The privatization of the Bezeq phone company is stuck. The privatization of Bank Leumi is stuck and so is the privatization of the Zim shipping company. At least investment bankers will have something to do if

Israel Discount Bank

(TASE:DSCT) really does sell a chunk of its wholly-owned subsidiary,

Israel Discount Bank of New York

.

Discount Bank has liquidity problems. It still meets the liquidity requirements of the Bank of Israel, but its margin of safety is terrifyingly narrow. According to central bank figures, its minimum capital ratio at the end of the first quarter was 9.1%, the lowest among the five big banks.

To get further from the edge of its capital ratio, Discount must improve its liquidity. Theoretically, it could do so by offering shares, but the government has stamped out that possibility.
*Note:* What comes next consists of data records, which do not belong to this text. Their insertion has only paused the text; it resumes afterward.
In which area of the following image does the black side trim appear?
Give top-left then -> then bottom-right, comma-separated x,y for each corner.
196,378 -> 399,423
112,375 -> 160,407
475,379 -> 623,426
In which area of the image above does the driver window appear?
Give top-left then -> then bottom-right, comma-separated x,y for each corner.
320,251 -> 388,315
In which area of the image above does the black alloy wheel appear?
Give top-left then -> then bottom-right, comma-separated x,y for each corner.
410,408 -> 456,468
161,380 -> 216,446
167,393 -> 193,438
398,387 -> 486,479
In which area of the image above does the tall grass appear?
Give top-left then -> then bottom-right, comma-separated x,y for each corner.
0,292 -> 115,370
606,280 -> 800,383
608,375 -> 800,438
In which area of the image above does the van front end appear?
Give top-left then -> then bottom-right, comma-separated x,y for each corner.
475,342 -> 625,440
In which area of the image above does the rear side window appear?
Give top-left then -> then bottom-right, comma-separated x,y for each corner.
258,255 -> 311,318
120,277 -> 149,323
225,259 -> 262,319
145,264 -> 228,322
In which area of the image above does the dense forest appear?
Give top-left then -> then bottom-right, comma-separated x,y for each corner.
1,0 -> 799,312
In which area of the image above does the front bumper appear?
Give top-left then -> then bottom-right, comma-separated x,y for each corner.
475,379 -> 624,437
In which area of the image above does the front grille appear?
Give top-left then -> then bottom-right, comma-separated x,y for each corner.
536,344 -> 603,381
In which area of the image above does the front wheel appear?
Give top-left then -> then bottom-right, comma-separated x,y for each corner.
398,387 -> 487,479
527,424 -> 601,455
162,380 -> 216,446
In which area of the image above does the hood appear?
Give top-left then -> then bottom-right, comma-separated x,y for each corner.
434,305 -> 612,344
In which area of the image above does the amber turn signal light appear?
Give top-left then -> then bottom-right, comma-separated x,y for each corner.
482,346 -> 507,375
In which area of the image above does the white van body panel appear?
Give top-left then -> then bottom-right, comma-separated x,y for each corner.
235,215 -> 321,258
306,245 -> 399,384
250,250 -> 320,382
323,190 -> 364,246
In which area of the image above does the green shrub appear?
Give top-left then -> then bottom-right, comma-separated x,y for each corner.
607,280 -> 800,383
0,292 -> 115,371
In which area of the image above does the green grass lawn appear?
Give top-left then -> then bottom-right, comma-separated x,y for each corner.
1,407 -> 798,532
Another way would be to sell assets at more than their book value. It has in fact done so already, and tried to sell its mortgage arm, Discount Mortgage Bank, to Zur Shamir's Moshe (Mooky) Schneidman, but nothing came of it.

Bank Discount's No. 1 asset is the Israel Discount Bank of New York, which has been generating yields of 14% a year.

Bank Discount wouldnt have even dreamed of selling its crown jewel, in whole or in part, if its margins hadn't been so narrow, and its hedging costs so high.

The New York outlet's profits have made it a prime target for the other banks, and of others too: investment banks wouldn't mind having a crack at floating its shares.

Discount New York is Bank Discount's most important asset, and most alluring one, which places it squarely in the center of the parent company's attempts to improve its liquidity.

Discount New York could accomplish that in more than one way. It could offer stock, for instance, an option that has been and is being examined.

Meanwhile, all this doesn't mean Discount New York has no problems. One is naturally the dreadful state of the American primary market. Even if an offering were to take place, the pricing might be unattractive. Clearly, the closer it would be to Discount New York's equity value, the less the capital gains the parent company would make, and the lower its contribution to liquidity.

The price at offering might be sub-optimal for another reason, even if Discount were to retain control selling a chunk to a single buyer would probably get it a better price than by selling shares piecemeal on the market to thousands of investors.

Yes, Discount could sell Discount New York, in whole or in part. The latest candidate is reportedly Bank Hapoalim (TASE:POLI), but does Hapoalim really want it? Can it actually buy it?

Hapoalim, Israel's biggest bank, has long wanted to expand abroad, including under the stewardship of chairman Shlomo Nehama, who has routed much resources toward that aim. One such effort was the NIS 350 million investment in Signature Bank of New York.

But buying Discount New York would force Hapoalim to compromise on its own liquidity. Its liquidity is in pretty good shape: according to the Bank of Israel, its minimum capital ratio stood at 9.7% at the end of the first quarter. It helps that businessman Yossi Maiman stepped back from buying a chunk of Israel Salt Industries (TASE:SALT), which controls Hapoalim together with the Arison group. His withdrawal means less consultations.

Another option Discount has is to merge, but with who? It would need a partner with high liquidity, such as Bank Leumi which, with a 10.2% ratio, would be the best candidate.

Moreover, Leumi could convene its board at the drop of a hat, because it is controlled by the State of Israel. That in itself is an advantage, because so is Bank Discount. Of course, although the regulator has started to smile upon the idea of bank mergers, a union between Discount and Leumi might restore his frown, on the grounds of anticompetitiveness.

Mizrahi is a less attractive merger candidate: its credit portfolio quality is good but its ratio is a low 9.2%. Like Hapoalim, control over Mizrahi has been morphing, and the final direction is not clear.

First International Bank has good liquidity and its controlling structure is clearer, but its credit portfolio is much more worrisome.

Discount could even seek a merger partner outside Israel's borders, where the range of options is tremendous.

Lots of options, just as many problems but the motivation is there. Whether the deal is with Hapoalim or with somebody else, whether it's for all of Discount New York or only part we may assume that a deal at Discount is just a matter of time.